Im sure.., Unlike most other drugs, the dependancy and physical withdawls associated with heroin use, makes those users unpredictable and dangerous, however a loaded gun still does not make your dealer violent, maybe smart to protect himself from such unpredictable users. I know people with degrees and that does not make them smart, its the use or application of those things that makes them good or bad. Congradulations on your recovery !!!!!!!!!!!

MxlBc
MxlBc

With your intelligent" response the idiot here is you and unfortunately there is no cure. Neither a vaccine....

MxlBc
MxlBc

With your intelligent" response the idiot here is you and unfortunately for you there is no cure. Neither a vaccine....

ChikuMisra
ChikuMisra

I do not gamble and especially not with complete strangers. You are of low class.

Darr247
Darr247

@ChikuMisra - I'll bet you a thousand bucks if we do a piss test every day for a year you'll fail more than I do.

Darr247
Darr247

@budman45 @sacredh - he was channeling the beatles song A Day In The Life, which BobKaminski started. Four thousand holes in Blackburn, Lancashire... was the original line. Your reply doesn't really flow, so you should probably go see a film today, or something.

Hadrewsky
Hadrewsky

@indianascarface 

No longer use heroin.... though ive used it single times with perhaps 6 instances last year.

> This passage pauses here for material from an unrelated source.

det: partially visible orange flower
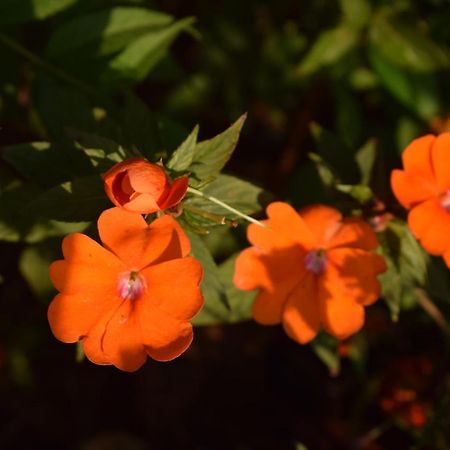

Right now it is the Xanax I'm using like a mad man.... I just like to escape the loneliness I guess.


Good news is that nobody points guns at me these days

Hadrewsky
Hadrewsky

@MxlBc @Hadrewsky 

and for the record the antibody idea is pretty damned clever.... until I alter the molecule so that I can get around it.

I also wonder what this does to natural endorphin ... a stubbed toe hurt that much worse? yikes... also if it hits only heroin why not switch to shooting up hydromorphone?


a ton of problems with this idea.... but I admit it is a clever one.

Hadrewsky
Hadrewsky

@MxlBc @Hadrewsky 


sure I have used but does that put the mark of Cain on me?


I just happen to know the body runs off of the same chemicals one can put into it to get high.... thus a vaccine is impossible.

Just because I am a former user does not make me ignorant of this subject.... I was going through acute renal problems leading to a transplant/ I used Heroin for pain relief and got addicted until I got my transplant.

so perhaps you should know my story before judging me.